300 reviews4 followers
February 10, 2020
Years ago, I took a Criminal Justice class and read a stack of books on the subject of prison reform. Of those, this one was by far my favorite. Elsner writes accessibly on the subject and not only details WHAT the problems are with our system and WHY they need to be solved, but also spends a good portion of the book suggesting HOW we could go about it--something none of the other books I read covered so thoroughly. This book left me dejected about the horrendous circumstances that our inmates (guilty, non-violent, and innocent alike) endure, but also excited about the possibilities for change. If you've ever said, "They've got it great because they get three free meals a day"...you need to read this book. If you've ever thought that maybe prison wasn't always the answer, but you don't know what is...this book is for you. If you've ever wondered why your taxes are so high...seriously, read this! There are real solutions to real problems you aren't even aware of, with so much potential to improve our entire society. I can't recommend this more highly.
Profile Image for Riki.
610 reviews41 followers
March 13, 2013
In his book Gates of Injustice, Elsner brings the realities of life behind bars to the forefront of public awareness. A system meant to rehabilitate and bring justice is corrupt and unjust in its fundamental running. A place where the convicted are sent to be punished is cruel and unsanitary, an incubation cell for disease and hate. Not only must an inmate fight his own personal demons living in a cell for 23 hours a day, but he must also fight the demons of racial unrest, corrupt prison guards and officials, and rampant sickness an disease.

In the opening of the book we are introduced to the two toughest Sherifs in America and are witness to their battle to be the meanest. I'm shocked and dismayed to be an Arizonan with Sherif Joe Arpaio in charge. Serving rotten food to inmates suffering extreme heat in tents in the Arizona desert hardly seems to be the straight path to rehabilitation.

The rampant mistreatment of the mentally ill sent unjustly to our nation's prisons is perhaps the most shocking of ills.

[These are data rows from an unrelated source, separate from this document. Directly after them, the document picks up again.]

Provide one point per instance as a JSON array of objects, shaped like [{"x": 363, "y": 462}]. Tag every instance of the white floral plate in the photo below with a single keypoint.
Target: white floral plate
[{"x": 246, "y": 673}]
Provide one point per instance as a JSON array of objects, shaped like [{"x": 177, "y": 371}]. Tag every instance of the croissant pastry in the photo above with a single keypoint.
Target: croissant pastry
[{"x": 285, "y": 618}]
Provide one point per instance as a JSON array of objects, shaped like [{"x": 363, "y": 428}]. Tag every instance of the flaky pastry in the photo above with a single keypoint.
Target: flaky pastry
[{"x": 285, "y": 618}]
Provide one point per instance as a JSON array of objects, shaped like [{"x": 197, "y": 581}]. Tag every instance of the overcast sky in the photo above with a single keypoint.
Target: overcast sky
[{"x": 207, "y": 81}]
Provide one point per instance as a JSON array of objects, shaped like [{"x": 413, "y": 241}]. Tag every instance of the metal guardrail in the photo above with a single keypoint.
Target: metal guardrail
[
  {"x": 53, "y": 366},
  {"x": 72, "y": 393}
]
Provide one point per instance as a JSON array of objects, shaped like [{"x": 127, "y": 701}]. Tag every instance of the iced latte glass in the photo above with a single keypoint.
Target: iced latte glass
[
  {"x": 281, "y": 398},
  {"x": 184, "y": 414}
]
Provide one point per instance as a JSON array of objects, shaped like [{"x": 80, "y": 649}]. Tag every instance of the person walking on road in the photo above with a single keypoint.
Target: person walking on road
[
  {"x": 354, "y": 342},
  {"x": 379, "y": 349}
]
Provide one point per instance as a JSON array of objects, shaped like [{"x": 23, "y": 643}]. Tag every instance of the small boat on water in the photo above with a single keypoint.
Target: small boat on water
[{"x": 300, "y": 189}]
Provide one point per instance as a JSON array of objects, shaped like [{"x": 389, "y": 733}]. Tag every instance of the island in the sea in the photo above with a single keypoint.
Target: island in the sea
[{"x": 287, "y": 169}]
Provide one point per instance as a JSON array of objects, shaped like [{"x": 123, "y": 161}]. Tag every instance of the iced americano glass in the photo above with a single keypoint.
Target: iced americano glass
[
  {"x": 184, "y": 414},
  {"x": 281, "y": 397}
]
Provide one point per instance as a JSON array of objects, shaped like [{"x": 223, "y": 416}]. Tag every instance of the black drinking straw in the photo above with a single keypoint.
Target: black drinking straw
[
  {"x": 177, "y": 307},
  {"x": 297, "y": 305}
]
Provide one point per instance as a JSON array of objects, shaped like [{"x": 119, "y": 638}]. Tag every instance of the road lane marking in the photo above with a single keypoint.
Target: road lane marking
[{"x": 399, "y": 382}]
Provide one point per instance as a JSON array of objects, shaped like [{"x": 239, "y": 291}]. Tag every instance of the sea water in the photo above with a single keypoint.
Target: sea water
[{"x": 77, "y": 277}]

Psychiatrists making little in salary have little interest in the overall mental health of the prison population and suicide is all too often an inmate's answer. How can a mental health professional stand by with good peace of mind and watch as inmates struggle with sanity and lose the mental health battle to suicide? It is such a blatant disregard for the sanctity of human life.

Almost as shocking is the fact that prisons are forced to hire the least effective and poorly trained medical staff for taking care of a inmate's physical health. Doctors don't even have to be board certified and are often uncaring and poorly paid. It's a crime in itself to allow an inmate to catch a basic cold and receive such poor treatment that they ultimately die of pneumonia. It is a prisoner's right to receive competent medical care, yet many die needlessly after having their basic medical needs neglected.

Elsner points out that if prisoners are allowed to work o gain an education while incarcerated, they are more likely to succeed in re-entering society upon their release. Taking away rights to higher education for drug-related crimes only pushes the inmate further into a life of crime. If they garnered education and valuable work and life skills while in prison, perhaps they might not be left to the circumstances that got the to prison in the first place.
Profile Image for Su.
7 reviews3 followers
December 1, 2015
definitely offers a comprehensive insight into the corruption in america's incarceration system, with many case studies and poignant examples (although this occasionally gets a little cumbersome to read). fantastic grasp of issue, evocative subject matter, serves its purpose of highlighting the long overdue issue well.